Many of the improvements in our current production, from raw material pre-checks to new filtration aids, trace back to suggestions made by customers who were looking to reduce out-of-spec results or better adapt our product to their own upgrades. A question about stability in a high-moisture environment led us to revisit our drying cycles. An ongoing dialogue around reactivity in asymmetric catalysis saw us publishing new data for solvent effects. This kind of feedback loop motivates us, spurring changes that often ripple out into other product lines.
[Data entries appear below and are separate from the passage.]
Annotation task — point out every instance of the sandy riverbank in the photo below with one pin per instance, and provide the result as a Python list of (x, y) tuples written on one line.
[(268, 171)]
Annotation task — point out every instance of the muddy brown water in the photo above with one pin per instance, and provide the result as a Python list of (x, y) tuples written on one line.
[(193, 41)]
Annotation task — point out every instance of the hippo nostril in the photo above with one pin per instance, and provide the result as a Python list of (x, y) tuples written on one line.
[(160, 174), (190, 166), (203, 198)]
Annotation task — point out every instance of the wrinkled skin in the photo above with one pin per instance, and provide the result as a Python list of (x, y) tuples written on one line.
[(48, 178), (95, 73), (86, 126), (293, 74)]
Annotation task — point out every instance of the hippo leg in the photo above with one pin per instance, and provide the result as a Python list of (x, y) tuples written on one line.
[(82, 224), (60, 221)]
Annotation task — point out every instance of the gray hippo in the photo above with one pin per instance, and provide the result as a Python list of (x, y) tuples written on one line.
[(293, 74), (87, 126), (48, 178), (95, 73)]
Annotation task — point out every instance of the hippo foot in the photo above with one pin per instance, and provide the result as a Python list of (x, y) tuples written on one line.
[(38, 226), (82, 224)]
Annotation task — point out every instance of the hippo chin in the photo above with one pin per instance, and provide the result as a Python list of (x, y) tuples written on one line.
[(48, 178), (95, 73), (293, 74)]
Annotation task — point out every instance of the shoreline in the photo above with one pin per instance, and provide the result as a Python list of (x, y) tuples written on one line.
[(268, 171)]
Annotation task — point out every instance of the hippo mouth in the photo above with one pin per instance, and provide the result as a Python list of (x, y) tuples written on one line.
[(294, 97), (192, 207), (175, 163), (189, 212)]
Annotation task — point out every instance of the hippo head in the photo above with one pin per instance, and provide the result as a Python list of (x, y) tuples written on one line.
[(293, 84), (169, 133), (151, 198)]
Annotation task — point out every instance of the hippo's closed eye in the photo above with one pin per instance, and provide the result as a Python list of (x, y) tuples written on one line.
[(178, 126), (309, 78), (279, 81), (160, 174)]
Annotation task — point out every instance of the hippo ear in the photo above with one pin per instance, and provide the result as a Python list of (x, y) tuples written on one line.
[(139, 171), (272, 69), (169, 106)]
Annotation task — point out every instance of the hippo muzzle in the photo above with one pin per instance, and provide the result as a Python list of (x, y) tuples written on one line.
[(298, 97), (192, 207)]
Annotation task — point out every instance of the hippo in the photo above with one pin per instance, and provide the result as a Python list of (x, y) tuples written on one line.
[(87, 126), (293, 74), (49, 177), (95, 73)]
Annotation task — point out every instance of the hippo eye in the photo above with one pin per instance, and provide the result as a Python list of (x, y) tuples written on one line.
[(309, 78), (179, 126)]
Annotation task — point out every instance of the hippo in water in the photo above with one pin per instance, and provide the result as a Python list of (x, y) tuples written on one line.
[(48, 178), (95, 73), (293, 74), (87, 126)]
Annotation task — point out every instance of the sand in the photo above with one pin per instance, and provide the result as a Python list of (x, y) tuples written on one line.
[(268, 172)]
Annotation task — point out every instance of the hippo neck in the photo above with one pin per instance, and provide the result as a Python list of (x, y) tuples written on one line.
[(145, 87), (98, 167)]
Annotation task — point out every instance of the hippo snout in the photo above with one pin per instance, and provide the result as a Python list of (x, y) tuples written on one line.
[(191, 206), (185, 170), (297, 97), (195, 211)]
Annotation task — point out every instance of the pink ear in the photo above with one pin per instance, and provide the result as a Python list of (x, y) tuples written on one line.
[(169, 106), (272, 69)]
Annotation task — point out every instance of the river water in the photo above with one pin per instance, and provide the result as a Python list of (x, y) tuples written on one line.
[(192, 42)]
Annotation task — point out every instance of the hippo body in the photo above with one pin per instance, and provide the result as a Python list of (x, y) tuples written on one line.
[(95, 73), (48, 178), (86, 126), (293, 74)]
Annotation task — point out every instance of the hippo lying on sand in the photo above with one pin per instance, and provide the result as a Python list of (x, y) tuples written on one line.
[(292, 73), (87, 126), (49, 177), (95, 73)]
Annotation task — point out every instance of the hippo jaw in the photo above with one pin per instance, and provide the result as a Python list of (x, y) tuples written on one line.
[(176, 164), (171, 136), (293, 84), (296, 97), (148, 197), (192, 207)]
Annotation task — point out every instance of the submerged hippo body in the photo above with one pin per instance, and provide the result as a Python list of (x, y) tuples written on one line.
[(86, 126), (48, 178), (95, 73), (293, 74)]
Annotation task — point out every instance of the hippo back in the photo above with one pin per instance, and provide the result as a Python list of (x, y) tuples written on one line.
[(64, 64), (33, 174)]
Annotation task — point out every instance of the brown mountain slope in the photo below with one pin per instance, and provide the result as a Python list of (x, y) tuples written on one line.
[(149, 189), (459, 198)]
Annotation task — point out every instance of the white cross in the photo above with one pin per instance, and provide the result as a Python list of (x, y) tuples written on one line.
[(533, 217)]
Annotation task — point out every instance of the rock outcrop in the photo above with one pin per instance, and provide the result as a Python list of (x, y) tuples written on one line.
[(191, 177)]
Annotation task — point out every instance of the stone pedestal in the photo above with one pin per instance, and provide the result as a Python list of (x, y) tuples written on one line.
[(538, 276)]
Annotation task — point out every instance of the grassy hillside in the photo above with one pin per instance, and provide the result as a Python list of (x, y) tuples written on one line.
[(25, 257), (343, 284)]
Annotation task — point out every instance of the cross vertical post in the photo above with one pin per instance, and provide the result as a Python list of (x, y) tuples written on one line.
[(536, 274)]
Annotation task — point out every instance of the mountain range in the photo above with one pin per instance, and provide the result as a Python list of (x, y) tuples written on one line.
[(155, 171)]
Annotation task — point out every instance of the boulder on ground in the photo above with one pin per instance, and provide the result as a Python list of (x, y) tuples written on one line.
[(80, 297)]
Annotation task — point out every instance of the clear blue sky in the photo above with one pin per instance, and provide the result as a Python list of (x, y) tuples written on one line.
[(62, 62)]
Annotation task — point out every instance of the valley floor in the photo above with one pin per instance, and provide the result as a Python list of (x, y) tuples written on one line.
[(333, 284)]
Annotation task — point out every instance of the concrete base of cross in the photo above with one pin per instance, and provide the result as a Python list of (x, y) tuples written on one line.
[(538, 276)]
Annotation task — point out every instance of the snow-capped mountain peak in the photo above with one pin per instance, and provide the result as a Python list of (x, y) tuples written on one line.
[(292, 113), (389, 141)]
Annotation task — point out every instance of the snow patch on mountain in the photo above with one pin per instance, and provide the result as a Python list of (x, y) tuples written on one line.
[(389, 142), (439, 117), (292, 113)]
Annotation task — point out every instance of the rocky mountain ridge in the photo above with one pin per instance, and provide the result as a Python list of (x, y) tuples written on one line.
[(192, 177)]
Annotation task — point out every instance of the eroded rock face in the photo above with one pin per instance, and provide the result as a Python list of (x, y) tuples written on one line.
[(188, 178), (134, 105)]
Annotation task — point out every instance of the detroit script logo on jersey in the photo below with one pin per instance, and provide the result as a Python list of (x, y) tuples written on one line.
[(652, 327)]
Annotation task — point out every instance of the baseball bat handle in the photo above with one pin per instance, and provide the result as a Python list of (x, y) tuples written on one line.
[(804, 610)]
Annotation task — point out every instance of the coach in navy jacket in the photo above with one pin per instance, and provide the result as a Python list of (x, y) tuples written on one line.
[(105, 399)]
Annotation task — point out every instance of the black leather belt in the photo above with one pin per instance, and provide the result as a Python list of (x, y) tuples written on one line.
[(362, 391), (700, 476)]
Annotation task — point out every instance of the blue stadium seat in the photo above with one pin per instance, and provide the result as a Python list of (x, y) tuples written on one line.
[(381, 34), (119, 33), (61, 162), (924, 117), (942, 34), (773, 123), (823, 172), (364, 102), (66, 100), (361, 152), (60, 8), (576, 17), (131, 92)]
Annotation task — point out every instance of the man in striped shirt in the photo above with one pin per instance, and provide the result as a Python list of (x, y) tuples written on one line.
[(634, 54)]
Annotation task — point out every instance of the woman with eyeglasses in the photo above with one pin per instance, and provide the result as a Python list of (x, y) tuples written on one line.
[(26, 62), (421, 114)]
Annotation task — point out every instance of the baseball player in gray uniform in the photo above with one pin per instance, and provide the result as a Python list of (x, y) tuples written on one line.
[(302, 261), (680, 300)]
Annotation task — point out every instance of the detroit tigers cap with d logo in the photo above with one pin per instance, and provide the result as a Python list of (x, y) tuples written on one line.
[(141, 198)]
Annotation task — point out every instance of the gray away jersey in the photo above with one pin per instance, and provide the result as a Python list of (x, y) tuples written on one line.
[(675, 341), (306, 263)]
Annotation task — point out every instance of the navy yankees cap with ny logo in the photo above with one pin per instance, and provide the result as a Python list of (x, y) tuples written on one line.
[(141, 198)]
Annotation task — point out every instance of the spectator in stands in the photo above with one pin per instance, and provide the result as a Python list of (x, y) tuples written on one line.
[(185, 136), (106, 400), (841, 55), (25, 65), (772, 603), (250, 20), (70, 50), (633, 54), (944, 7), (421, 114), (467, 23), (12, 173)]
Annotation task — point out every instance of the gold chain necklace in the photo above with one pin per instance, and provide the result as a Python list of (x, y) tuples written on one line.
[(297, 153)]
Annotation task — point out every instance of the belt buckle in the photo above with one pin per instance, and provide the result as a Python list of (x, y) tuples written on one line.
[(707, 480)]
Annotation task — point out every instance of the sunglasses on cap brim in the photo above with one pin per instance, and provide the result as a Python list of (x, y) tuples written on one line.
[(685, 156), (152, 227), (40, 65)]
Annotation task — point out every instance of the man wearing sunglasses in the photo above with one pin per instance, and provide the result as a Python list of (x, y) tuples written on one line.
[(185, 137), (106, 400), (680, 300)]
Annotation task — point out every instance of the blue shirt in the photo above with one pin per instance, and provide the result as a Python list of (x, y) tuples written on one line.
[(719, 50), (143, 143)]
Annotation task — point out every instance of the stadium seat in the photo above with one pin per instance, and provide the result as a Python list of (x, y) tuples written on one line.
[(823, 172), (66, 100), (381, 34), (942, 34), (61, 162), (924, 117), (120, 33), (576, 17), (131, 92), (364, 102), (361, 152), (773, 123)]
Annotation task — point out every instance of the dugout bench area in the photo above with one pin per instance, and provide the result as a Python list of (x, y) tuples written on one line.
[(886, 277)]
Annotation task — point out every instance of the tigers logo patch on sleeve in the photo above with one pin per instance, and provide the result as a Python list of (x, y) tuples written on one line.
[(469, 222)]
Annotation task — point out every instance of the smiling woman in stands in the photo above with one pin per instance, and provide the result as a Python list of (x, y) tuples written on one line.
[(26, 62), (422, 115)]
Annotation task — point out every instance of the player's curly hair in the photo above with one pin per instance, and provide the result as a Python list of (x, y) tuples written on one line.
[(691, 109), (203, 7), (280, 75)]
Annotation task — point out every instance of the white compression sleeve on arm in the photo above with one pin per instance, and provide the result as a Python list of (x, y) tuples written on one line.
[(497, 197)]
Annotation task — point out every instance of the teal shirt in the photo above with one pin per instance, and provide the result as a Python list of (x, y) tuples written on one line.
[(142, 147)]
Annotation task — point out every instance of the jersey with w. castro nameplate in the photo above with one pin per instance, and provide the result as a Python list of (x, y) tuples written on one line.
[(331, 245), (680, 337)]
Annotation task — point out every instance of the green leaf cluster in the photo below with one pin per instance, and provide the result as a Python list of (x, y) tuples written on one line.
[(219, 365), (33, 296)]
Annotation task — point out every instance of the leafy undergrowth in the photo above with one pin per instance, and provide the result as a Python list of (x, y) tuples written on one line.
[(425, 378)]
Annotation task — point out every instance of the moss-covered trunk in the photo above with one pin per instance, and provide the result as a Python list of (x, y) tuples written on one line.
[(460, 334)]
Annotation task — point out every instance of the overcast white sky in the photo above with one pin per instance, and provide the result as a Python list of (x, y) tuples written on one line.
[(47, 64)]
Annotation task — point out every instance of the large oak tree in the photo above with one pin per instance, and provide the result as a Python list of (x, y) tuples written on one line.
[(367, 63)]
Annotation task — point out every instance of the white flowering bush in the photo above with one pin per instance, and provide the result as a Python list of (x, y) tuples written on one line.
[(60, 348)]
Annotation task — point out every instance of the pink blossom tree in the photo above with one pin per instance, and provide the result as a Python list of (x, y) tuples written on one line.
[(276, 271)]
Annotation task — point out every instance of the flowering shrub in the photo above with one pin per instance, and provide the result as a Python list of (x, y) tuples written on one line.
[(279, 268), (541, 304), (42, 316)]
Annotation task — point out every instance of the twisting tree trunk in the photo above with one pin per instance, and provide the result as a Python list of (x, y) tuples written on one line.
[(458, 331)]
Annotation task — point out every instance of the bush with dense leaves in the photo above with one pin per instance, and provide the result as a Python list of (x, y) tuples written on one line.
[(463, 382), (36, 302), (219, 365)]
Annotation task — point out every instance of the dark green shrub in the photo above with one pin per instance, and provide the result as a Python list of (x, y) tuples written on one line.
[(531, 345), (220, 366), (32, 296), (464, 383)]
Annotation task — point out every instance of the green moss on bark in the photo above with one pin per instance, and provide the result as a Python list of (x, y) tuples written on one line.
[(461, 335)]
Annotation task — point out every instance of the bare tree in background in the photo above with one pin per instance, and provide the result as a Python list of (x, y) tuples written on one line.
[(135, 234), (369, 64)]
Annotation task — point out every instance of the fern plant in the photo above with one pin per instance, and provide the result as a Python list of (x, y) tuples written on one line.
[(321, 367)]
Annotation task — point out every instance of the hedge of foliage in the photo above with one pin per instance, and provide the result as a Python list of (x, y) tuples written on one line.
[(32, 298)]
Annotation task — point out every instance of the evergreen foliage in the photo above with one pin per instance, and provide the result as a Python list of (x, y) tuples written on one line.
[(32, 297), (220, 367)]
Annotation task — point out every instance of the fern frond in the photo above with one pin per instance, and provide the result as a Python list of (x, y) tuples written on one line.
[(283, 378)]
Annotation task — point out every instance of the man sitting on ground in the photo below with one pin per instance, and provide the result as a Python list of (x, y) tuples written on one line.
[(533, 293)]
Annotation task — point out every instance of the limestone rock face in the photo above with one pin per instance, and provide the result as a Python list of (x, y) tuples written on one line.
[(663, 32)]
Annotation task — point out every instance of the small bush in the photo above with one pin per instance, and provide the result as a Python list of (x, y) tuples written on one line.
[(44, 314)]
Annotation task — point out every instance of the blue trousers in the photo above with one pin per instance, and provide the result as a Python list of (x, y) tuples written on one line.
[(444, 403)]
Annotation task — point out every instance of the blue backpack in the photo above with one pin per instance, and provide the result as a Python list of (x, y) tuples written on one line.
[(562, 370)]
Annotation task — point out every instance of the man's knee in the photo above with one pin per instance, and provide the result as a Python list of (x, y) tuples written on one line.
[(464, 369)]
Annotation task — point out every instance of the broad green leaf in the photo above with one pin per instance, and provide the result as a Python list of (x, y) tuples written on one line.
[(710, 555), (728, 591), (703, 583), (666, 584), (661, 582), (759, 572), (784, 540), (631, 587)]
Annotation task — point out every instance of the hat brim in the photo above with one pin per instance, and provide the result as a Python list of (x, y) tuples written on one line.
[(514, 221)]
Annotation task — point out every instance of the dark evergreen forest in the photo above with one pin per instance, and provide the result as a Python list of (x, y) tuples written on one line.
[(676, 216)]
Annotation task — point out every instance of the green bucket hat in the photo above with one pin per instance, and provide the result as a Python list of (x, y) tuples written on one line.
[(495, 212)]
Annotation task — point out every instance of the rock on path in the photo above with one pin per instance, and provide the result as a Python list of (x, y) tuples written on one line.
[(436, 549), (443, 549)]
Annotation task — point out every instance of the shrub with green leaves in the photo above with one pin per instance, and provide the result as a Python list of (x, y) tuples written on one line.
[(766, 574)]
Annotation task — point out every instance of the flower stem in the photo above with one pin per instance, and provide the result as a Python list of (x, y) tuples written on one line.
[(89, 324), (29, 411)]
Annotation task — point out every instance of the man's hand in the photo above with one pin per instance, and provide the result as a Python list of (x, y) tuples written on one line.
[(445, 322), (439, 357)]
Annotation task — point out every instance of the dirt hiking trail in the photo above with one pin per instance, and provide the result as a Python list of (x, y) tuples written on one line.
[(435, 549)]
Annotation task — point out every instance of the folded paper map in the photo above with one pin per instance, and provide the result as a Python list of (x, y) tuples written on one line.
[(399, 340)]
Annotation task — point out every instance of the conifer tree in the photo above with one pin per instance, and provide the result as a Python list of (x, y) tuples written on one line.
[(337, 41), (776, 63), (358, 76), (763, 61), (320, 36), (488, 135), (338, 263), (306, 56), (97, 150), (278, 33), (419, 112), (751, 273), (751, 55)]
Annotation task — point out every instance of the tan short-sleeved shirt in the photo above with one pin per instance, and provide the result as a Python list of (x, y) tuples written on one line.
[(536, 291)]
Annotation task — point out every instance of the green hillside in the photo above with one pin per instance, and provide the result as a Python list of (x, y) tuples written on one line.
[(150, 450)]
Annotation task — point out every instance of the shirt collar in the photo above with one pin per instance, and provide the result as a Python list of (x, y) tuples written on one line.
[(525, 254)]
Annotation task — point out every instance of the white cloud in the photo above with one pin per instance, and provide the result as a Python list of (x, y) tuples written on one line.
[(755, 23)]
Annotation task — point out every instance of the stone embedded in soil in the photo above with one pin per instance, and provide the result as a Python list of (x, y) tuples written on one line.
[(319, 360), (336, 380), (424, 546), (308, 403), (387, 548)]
Technical collaboration stretches beyond contracts. We support small startups needing scale-appropriate lot sizes, just as we handle large repeat orders for global players. Every new inquiry gives us a chance to rethink how we manage a batch, label a drum, or redesign a supporting document. Learning from this community continually strengthens our business and the value of what we deliver.
Manufacturing this pyridinenitrile means living through the full chemical life cycle—from design on the whiteboard through sealed drums heading out the door. Each challenge spurs tighter controls, new safety protocols, or better analytics. Each customer query or unique application broadens our appreciation for the chemistry and its implications. Years in the business have taught us that the story does not end at specification sheets. The realities of glassware, operators, supply chain, and real-world feedback shape every lot and every process update.
That constant interaction—between molecules, people, processes, and partners—gives us a lived sense of how important it is to bring collaborative expertise and humility to the table. Each batch produced, each new protocol adopted, stems from an ongoing commitment to both product quality and problem-solving. Our hope is that users of 3-Pyridinecarbonitrile, 1,2-dihydro-4-methyl-2-oxo- see not just a chemical formula, but the sweat, experience, and knowledge that go into every delivery.